Key differences were between state attorneys general and lawyers representing local governments, rather than with the drugmakers and distributors they are suing.
One of the negotiators, North Carolina Attorney General Josh Stein, said late Friday that local governments did not accept a deal worth $48 billion in cash, treatment drugs and services.
"We're disappointed that the cities and counties refused to go along with that deal," he said during a news conference in Cleveland after talks under the watch of a federal judge had ended for the day. "This would have helped the entire nation, not just a few counties, not just a few cities."
Stein and attorneys general for Pennsylvania, Tennessee and Texas led the talks on behalf of the states. They said going to trial would mean that the first local governments to win cases would get relief, rather than having money and treatment drugs distributed equitably across the country.
Paul Farrell, a lead lawyer for the local governments, told The Associated Press that one hang-up was the states' desire to be in charge of dividing the money. They said that the deal would provide free Suboxone, a drug used to treat opioid addiction, across the country.
State and local governments have been at odds for during the litigation. Ohio's attorney general even tried to get the federal trial put on hold, arguing the state's claims in state court should go first.
Earlier in the day, another of the lead lawyers, Paul Hanly, told The Washington Post that the drugmakers Teva and Johnson & Johnson as well as the distributors AmerisourceBergen, Cardinal Health and McKesson were not willing to increase their offer.
In a statement, the lead lawyers for the local governments said their goal with a settlement would be one that would ensure "these resources will be directed exclusively toward efforts to abate the opioid epidemic."
Talks can continue, but opening statements are scheduled for Monday in the first federal trial over the opioid epidemic, which has contributed to the deaths of 400,000 Americans over the past two decades.
"When the first day of trial starts Monday, we look forward to sharing the facts — and the facts will show that opioid makers and distributors conspired to create and benefit from the worst public health crisis in decades," the lawyers said.
In a statement, Cardinal Health expressed disappointment.
"The attorneys general and the distributors reached common ground.

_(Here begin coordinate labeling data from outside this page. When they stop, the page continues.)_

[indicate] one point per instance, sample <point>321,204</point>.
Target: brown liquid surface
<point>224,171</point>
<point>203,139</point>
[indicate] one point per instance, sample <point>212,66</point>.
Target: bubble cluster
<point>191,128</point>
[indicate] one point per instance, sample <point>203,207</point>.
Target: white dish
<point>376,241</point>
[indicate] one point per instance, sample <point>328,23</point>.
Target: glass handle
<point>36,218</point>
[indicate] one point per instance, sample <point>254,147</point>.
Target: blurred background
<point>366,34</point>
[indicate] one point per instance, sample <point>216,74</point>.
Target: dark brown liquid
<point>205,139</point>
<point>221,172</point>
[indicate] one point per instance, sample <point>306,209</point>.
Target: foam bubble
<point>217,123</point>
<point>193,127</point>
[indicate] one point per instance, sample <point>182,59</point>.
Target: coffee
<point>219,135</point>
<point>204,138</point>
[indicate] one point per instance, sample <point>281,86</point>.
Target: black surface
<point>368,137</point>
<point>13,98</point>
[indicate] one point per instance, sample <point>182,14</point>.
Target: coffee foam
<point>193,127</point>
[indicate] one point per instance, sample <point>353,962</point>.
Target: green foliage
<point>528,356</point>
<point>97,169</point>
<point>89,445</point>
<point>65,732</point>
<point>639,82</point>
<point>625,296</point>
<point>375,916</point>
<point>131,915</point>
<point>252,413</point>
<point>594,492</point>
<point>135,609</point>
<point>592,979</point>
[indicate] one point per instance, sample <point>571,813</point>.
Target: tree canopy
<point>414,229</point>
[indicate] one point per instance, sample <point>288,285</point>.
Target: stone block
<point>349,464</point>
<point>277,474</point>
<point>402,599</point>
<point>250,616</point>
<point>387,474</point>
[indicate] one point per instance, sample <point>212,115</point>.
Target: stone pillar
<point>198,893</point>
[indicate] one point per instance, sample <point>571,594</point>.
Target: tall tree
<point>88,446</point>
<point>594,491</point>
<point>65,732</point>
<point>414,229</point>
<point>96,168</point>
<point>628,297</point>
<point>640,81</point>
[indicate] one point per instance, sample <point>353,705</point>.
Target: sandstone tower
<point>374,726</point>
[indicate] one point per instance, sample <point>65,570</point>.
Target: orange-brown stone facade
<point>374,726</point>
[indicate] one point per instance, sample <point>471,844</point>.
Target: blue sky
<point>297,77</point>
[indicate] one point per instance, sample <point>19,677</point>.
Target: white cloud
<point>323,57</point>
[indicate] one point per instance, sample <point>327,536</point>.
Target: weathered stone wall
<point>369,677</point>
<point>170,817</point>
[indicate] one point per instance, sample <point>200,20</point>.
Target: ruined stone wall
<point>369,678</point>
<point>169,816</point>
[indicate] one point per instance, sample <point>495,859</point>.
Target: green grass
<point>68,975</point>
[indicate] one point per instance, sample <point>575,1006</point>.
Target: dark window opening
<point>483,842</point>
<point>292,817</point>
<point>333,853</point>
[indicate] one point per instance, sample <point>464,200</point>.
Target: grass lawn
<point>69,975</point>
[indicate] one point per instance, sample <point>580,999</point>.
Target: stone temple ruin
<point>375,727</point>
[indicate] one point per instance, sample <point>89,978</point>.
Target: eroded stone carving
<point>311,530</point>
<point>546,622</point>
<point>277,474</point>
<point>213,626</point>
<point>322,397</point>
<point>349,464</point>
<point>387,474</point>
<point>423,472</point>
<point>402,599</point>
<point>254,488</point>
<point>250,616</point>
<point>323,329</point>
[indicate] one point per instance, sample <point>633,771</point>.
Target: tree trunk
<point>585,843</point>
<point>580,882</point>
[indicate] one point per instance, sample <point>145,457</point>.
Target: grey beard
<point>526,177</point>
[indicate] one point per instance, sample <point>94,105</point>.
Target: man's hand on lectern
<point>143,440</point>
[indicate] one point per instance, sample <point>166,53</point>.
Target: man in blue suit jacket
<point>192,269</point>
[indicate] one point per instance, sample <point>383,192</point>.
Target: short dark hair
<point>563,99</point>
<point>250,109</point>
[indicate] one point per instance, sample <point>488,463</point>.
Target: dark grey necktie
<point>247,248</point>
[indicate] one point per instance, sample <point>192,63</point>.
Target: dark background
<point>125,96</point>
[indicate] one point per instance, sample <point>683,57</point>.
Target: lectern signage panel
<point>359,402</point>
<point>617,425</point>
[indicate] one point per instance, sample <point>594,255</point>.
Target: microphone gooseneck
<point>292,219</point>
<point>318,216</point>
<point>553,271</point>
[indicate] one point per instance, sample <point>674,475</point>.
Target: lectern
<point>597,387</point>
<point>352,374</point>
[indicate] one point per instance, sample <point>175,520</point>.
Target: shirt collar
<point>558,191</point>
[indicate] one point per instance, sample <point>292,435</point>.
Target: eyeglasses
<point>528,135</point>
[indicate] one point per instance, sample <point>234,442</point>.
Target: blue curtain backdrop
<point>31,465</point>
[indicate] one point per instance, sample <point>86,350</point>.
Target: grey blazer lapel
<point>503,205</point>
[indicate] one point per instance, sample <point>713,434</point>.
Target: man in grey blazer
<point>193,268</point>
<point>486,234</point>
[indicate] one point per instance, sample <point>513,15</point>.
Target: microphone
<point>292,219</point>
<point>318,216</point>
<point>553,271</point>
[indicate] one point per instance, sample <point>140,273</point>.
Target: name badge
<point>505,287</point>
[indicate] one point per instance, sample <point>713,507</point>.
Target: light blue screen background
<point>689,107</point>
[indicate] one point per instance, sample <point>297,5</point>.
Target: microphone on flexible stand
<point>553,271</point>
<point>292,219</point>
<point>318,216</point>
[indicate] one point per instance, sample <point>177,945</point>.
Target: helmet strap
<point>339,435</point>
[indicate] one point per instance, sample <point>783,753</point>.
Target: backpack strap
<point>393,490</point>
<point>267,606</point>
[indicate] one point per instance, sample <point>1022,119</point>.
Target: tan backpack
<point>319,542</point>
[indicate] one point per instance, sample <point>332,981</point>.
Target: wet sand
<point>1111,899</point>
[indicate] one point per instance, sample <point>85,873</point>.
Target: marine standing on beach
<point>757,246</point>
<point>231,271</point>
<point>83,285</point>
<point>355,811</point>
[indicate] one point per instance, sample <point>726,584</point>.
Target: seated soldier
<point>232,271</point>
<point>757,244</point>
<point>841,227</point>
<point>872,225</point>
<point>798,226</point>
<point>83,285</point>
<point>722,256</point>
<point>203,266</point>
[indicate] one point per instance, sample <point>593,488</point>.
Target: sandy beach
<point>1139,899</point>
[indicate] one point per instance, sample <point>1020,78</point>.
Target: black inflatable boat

We worked hard all day and into the evening to find a path forward, for everyone. Unfortunately, some parties to this litigation, and their lawyers, would not agree," the company said. "Those parties asked for more, and we dug deep. They would not accept our good faith efforts."
That trial involves claims by two Ohio counties, but it's considered a test case for similar lawsuits from governments across the country. The defendants in the case are Teva, the three major distributors, the smaller distributor Henry Schein, and Walgreens.
Johnson & Johnson previously settled with the two counties. Three other manufacturers also settled with the counties and another, OxyContin maker Purdue, is attempting to reach a deal to end all its lawsuits through bankruptcy court; on that, about half the states and many local governments oppose accepting the offer as it stands.
U.S. District Court Judge Dan Polster has said he wants the parties to strike a settlement in such a way that it would make a real difference in resolving the crisis. He invited state attorneys general to participate in the negotiations even though their lawsuits against the industry were filed in state courts.